The Financial Stability Board (FSB) has launched a consultation on policy recommendations designed to tackle “structural vulnerabilities” from asset management activities that could pose risks to financial stability.
The consultation closes in September, with the FSB intending to finalise the recommendations by the end of the year.
The International Organization of Securities Commissions (IOSCO) will be responsible for making many of them operational.
The policy recommendations will pave the way for the FSB, together with IOSCO, to resume its work on developing methodologies for identifying global, systemically important financial institutions other than banks and insurers.
The FSB has made 14 recommendations to address what it sees as four main ways in which asset managers are structurally vulnerable.
The vulnerabilities are:
- Liquidity mismatch between fund investments and redemption terms and conditions for fund units
- Leverage within investment funds
- Operational risk and challenges in transferring investment mandates in a stressed condition
- Securities lending activities of asset managers and funds
Commenting on the recommendations, Mark Carney, chair of the FSB, noted that sources of credit and investment had diversified as a result of the growth in market-based finance.
“Given its increased importance, a resilient asset-management sector is vital to finance strong, sustainable and balanced growth,” he said.
“These policy recommendations are designed to ensure that, across the FSB membership, asset managers can continue to fulfil these roles to the benefit of all.”
The FSB considers two of the four structural vulnerabilities to be key, namely liquidity mismatch and leverage.

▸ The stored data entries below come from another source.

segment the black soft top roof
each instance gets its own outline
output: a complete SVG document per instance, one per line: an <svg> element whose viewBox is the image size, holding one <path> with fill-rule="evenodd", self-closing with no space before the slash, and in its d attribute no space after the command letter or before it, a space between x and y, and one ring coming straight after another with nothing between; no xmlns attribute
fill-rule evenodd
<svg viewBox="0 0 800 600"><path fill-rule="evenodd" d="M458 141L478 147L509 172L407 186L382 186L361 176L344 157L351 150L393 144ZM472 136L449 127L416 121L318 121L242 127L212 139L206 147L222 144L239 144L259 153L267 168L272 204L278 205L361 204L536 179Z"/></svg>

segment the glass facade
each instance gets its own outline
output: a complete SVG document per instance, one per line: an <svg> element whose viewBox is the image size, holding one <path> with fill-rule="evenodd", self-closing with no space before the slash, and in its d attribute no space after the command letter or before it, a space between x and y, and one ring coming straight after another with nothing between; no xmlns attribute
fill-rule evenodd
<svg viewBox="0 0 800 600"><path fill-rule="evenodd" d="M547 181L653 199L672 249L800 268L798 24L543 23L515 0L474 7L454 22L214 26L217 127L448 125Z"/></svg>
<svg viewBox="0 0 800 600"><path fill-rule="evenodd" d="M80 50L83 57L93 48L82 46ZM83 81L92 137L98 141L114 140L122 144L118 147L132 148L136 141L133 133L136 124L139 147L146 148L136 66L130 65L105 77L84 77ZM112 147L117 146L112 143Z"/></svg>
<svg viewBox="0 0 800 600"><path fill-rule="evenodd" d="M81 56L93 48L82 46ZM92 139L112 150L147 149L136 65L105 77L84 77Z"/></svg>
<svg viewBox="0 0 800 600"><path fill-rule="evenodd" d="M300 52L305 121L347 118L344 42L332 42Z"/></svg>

It said the recommendations to tackle the former focus on open-ended funds, while those for leverage are meant to apply to all types of funds that may use leverage.
The policy proposals addressing operational risk focus on asset managers that are “large, complex and/or provide critical services”, and those for securities-lending activities focus on asset managers’ “agent lender activities” – i.e. when they lend securities of which an entity is not a beneficial owner.
The FSB said its work on structural vulnerabilities from asset management activities would inform a revised methodology for deciding whether asset managers should be deemed global systemically important institutions.
It added: “The focus, in the case of asset management, will be on any residual entity-based sources of systemic risk from distress or disorderly failure that cannot be effectively addressed by market-wide, activities-based policies.”
The FSB also hinted that pension funds could yet be considered systemically important, although its policy recommendations did not address their role directly.
Concurrent with the FSB’s publishing its policy recommendations, IOSCO issued a statement setting out its plans to plug what it considers to be “data gaps” in the asset management industry.
“In recent years, a number of initiatives have led to the augmentation of the data collected with a particular focus on the hedge funds industry,” said the umbrella organisation for securities regulators.
“However, IOSCO considers more needs to be done to enhance the data collected and its use.
“A key priority is to encourage IOSCO members to collect data with a view to better identify systemic risk.”
IOSCO believes gathering data on three key areas should be prioritised: open-ended regulated Collective Investment Schemes (CIS), separately managed accounts and alternative funds.